Musameh Muntaser D, Green Colin J, Mann Brian E, Fuller Barry J, Motterlini Roberto
Department of Surgery, Royal Free and University College London Medical School, Hampstead, London, UK.
J Heart Lung Transplant. 2007 Nov;26(11):1192-8. doi: 10.1016/j.healun.2007.08.005.

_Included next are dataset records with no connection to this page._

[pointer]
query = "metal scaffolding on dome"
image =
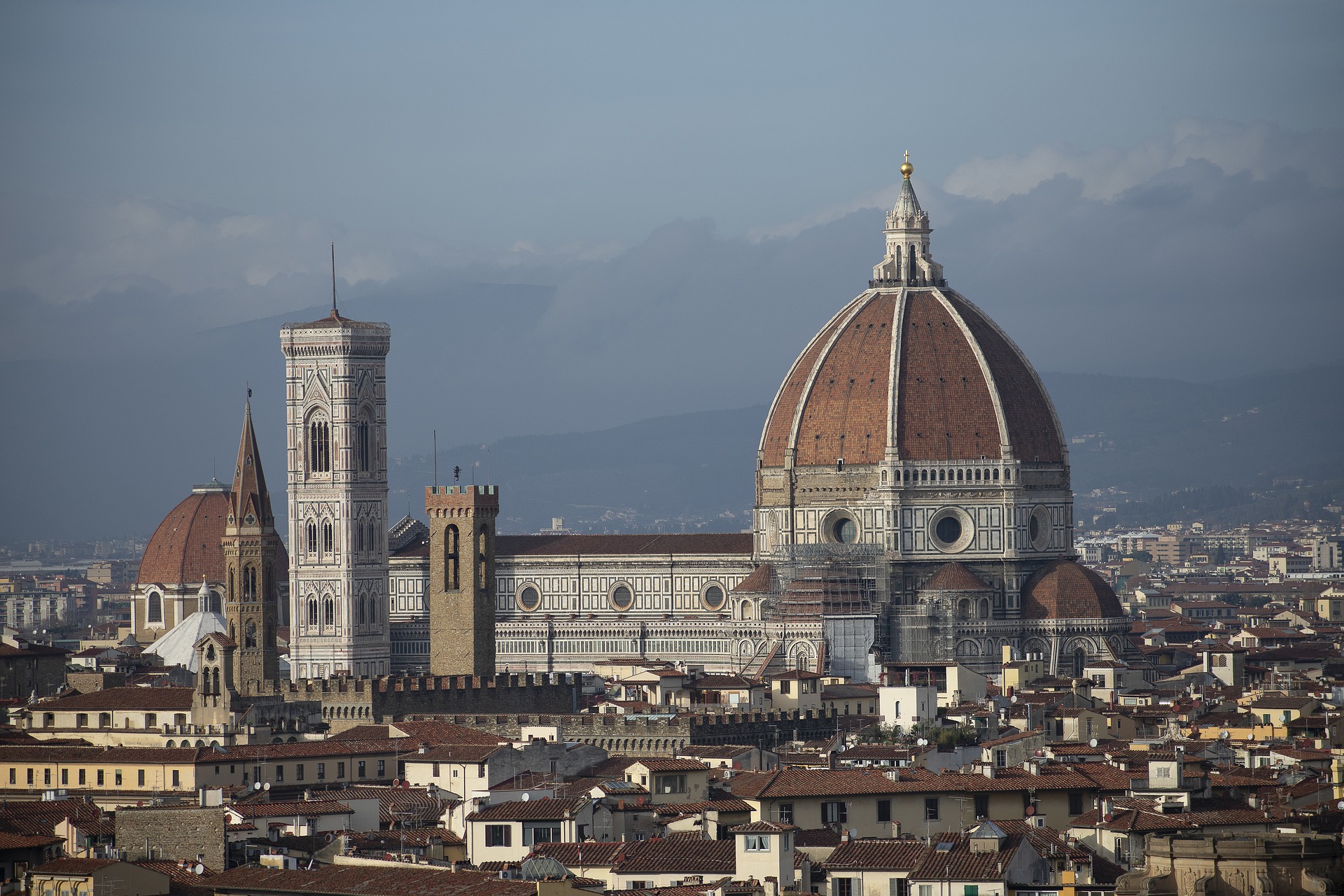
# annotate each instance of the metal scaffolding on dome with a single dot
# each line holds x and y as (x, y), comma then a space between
(828, 594)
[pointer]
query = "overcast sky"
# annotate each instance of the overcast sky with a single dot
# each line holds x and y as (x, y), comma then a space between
(1145, 188)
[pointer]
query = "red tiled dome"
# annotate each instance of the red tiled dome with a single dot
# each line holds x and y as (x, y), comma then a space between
(962, 390)
(187, 548)
(1065, 590)
(953, 577)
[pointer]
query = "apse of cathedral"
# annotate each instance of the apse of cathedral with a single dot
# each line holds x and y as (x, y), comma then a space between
(913, 504)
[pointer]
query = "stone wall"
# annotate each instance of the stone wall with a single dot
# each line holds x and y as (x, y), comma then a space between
(176, 833)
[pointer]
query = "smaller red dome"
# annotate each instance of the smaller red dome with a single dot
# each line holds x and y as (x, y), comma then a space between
(1065, 590)
(953, 577)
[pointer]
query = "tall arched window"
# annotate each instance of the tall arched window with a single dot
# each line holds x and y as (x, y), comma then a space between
(480, 556)
(319, 447)
(451, 558)
(362, 448)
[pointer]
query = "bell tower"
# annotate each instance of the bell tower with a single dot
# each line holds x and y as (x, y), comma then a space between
(252, 552)
(336, 406)
(461, 580)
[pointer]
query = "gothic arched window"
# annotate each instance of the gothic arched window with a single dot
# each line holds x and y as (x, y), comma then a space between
(480, 556)
(319, 447)
(362, 447)
(451, 558)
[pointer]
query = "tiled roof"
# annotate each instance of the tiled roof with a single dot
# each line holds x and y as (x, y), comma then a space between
(531, 811)
(678, 856)
(302, 808)
(622, 545)
(113, 699)
(878, 855)
(363, 880)
(73, 865)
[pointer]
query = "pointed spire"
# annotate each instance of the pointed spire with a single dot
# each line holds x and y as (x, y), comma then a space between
(907, 261)
(249, 495)
(335, 314)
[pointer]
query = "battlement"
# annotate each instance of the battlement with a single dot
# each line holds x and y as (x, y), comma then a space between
(460, 500)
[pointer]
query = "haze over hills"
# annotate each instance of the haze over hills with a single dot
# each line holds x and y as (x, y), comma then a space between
(1133, 437)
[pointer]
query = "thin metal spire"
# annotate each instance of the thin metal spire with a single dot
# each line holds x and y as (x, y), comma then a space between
(335, 314)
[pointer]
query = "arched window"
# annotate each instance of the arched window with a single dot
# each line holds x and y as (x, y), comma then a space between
(319, 447)
(451, 558)
(362, 448)
(480, 556)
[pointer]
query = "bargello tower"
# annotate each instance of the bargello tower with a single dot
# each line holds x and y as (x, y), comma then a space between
(336, 422)
(252, 550)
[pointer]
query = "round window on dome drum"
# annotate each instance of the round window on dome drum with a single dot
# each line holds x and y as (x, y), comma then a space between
(528, 598)
(622, 598)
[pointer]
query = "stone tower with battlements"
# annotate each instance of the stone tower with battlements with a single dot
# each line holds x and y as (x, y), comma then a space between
(252, 561)
(336, 422)
(461, 578)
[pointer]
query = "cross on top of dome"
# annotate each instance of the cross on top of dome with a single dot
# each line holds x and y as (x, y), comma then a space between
(907, 262)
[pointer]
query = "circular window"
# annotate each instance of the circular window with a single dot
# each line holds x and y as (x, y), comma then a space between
(1038, 528)
(951, 530)
(528, 598)
(622, 598)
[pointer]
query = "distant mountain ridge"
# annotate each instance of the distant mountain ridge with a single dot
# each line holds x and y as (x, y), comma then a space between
(694, 472)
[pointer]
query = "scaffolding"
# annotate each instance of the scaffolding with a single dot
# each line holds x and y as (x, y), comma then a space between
(830, 596)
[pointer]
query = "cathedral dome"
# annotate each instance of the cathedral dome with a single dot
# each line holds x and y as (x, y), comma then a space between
(187, 547)
(1065, 590)
(914, 370)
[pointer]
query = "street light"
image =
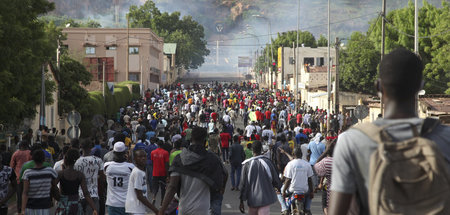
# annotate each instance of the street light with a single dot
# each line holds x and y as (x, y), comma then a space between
(270, 44)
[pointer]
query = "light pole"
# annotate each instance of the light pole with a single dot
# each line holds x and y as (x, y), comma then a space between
(296, 60)
(269, 36)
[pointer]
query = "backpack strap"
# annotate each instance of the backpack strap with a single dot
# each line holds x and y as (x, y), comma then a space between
(371, 130)
(428, 125)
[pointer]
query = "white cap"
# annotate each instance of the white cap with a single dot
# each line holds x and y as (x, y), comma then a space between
(119, 147)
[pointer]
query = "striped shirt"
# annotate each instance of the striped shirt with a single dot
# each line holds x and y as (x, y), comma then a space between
(40, 180)
(323, 169)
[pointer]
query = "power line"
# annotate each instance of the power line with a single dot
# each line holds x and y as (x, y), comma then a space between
(412, 36)
(308, 27)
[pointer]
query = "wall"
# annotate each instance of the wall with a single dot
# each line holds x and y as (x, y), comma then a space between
(105, 39)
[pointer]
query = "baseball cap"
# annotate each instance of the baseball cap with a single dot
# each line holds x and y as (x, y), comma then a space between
(120, 147)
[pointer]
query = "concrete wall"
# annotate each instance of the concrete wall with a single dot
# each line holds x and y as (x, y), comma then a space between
(149, 44)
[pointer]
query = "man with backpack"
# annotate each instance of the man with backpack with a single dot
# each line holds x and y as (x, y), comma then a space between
(395, 165)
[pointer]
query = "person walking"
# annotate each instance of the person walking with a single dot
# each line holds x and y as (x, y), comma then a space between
(237, 156)
(70, 180)
(118, 174)
(136, 202)
(38, 182)
(259, 181)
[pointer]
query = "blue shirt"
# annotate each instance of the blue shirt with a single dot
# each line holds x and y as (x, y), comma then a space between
(300, 136)
(316, 151)
(150, 134)
(149, 150)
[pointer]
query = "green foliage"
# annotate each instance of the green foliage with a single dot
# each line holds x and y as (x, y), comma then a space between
(62, 21)
(24, 49)
(433, 50)
(186, 32)
(95, 103)
(322, 41)
(358, 65)
(72, 95)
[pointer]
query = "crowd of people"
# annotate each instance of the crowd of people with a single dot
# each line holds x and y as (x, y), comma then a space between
(181, 141)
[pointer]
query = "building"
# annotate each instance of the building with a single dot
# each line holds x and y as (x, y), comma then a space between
(95, 46)
(312, 67)
(170, 71)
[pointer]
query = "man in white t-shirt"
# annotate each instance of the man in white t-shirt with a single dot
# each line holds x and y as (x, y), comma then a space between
(92, 168)
(137, 202)
(118, 174)
(298, 173)
(249, 129)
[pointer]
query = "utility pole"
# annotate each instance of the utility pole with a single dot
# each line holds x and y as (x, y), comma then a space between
(58, 53)
(336, 80)
(329, 71)
(296, 60)
(42, 106)
(217, 52)
(271, 53)
(128, 47)
(383, 23)
(416, 43)
(103, 88)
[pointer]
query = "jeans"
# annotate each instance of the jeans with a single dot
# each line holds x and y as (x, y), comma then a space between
(306, 202)
(225, 154)
(85, 205)
(150, 176)
(216, 203)
(235, 170)
(116, 210)
(19, 196)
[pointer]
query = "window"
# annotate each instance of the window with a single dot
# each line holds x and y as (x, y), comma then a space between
(134, 76)
(309, 61)
(111, 48)
(90, 50)
(320, 61)
(134, 50)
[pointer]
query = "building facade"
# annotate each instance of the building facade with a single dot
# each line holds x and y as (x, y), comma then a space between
(95, 46)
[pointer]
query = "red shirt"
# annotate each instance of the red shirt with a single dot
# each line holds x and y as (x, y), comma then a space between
(242, 105)
(299, 118)
(224, 139)
(268, 113)
(159, 157)
(214, 116)
(258, 115)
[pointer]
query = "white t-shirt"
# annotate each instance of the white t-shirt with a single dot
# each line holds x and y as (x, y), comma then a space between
(226, 118)
(268, 133)
(90, 167)
(249, 129)
(117, 176)
(137, 181)
(298, 171)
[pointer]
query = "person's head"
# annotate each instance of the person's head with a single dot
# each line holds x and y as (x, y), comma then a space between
(140, 157)
(177, 144)
(86, 144)
(23, 145)
(198, 135)
(297, 152)
(120, 151)
(75, 143)
(257, 147)
(38, 156)
(400, 75)
(70, 157)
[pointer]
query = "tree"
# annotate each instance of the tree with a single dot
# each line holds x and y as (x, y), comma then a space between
(72, 94)
(24, 50)
(186, 32)
(433, 41)
(358, 64)
(322, 41)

Carbon monoxide-releasing molecules (CO-RMs) are pharmacologically active as they protect against cardiac graft rejection and cold ischemia-mediated renal dysfunction. We investigated the cardioprotective role of carbon monoxide (CO) released from CORM-3 against cold ischemia-mediated injury in the heart and evaluated its potential application in the clinical setting of cardiac transplantation.
Isolated rat hearts underwent cold ischemic storage for 4 or 6 hours using St Thomas Hospital solution that was supplemented with either CORM-3 (50 mumol/liter) or its inactive counterpart (iCORM-3), which does not release CO. Hearts were then reperfused. Both functional parameters and release of cardiac enzymes were assessed.
Addition of CORM-3 to the preservation solution resulted in a significant improvement in systolic and diastolic function as well as coronary flow when compared with hearts treated with iCORM-3. In addition, lower levels of the cardiac enzymes creatine kinase and lactate dehydrogenase were measured in the perfusate of hearts stored with CORM-3.
The improved functional recovery and reduced enzyme release after cardiac cold storage with CORM-3, but not iCORM-3, indicate that CO is the main mediator of myocardial protection. Thus, CO-RMs can be used as adjuvants to improve the preservation of hearts for transplantation.
一氧化碳释放分子(CO-RMs)具有药理活性,因为它们可预防心脏移植排斥反应和冷缺血介导的肾功能障碍。我们研究了CORM-3释放的一氧化碳(CO)对心脏冷缺血介导损伤的心脏保护作用,并评估了其在心脏移植临床环境中的潜在应用。
使用补充了CORM-3(50微摩尔/升)或其无活性对应物(iCORM-3,不释放CO)的圣托马斯医院溶液,将离体大鼠心脏进行4或6小时的冷缺血保存。然后对心脏进行再灌注。评估功能参数和心脏酶的释放情况。
与用iCORM-3处理的心脏相比,在保存溶液中添加CORM-3可使收缩和舒张功能以及冠状动脉血流量显著改善。此外,在使用CORM-3保存的心脏灌注液中测得的心脏酶肌酸激酶和乳酸脱氢酶水平较低。
用CORM-3而非iCORM-3进行心脏冷保存后功能恢复改善且酶释放减少,表明CO是心肌保护的主要介质。因此,CO-RMs可作为佐剂用于改善心脏移植的保存。